IATA emphasized several advantages for South Africa in developing SAF production:

Feedstock Potential: South Africa has abundant feedstocks from which SAF can be derived including sugarcane low-carbon by-products and biomass from cleared invasive alien plants (IAPs). Harvesting IAPs offers additional environmental benefits like improved biodiversity and water security without competing with food production for land or water use.

Significant Production Capacity: According to estimates by the World Wildlife Fund (WWF), South Africa could produce between 3.2 and 4.5 billion liters of SAF annually—exceeding domestic fuel demand (1.8 billion liters) and presenting an export opportunity dependent on supportive policies.
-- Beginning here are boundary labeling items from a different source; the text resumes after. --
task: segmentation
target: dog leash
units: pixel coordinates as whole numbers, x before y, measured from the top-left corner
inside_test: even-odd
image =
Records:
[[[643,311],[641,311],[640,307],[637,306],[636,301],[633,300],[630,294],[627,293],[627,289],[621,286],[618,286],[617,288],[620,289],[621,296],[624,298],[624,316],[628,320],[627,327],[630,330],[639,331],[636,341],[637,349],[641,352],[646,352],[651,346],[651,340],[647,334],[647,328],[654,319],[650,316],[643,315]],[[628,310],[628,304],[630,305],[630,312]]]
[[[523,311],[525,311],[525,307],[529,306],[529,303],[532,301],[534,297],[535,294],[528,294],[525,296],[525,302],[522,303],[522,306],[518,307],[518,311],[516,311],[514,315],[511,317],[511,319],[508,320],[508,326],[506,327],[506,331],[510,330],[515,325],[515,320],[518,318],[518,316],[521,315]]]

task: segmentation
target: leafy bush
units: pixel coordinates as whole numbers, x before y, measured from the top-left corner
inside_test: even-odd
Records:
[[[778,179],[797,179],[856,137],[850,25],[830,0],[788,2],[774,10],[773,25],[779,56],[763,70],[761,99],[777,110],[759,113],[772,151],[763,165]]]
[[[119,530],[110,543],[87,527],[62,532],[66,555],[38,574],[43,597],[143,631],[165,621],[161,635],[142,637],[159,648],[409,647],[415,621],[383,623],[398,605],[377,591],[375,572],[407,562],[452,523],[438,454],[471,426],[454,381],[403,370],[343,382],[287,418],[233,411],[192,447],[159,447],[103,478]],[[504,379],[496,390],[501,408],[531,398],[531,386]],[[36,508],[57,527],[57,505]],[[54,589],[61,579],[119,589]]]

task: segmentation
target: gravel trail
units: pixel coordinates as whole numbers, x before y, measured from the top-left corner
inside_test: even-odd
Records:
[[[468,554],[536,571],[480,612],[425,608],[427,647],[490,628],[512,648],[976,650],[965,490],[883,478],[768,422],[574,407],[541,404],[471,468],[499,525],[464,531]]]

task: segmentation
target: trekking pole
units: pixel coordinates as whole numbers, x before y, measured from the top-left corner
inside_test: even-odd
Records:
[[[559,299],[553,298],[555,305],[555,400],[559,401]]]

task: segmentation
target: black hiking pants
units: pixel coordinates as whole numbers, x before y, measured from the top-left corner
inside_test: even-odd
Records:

Existing Refinery Infrastructure: The country’s existing refinery infrastructure could be explored for brownfield investments—plant conversions or co-processing.

Experience: With extensive experience in synthetic fuel production via methods like Fischer-Tropsch, along with robust academic and research institutions supporting innovations in fuel technology, South Africa is well-positioned for SAF deployment.

Strategic Geographic Location: Airports like OR Tambo International Airport in Johannesburg and Cape Town International Airport serve as crucial hubs connecting flights within Africa and globally.

To harness this potential fully, IATA urges the South African government to adopt a strategic plan encompassing four critical areas:

Industrial Infrastructure: Accelerate production capabilities using existing industrial infrastructure as a competitive advantage.

Pooling Resources: Foster collaboration between government entities, private sector players, and international partners.

Incentives for Research and Development (R&D): Promote innovation through tax incentives, grants, and subsidies aimed at reducing costs while increasing production volumes.

Investment in Infrastructure: Support biorefineries' development and green hydrogen facilities through tax incentives among other measures.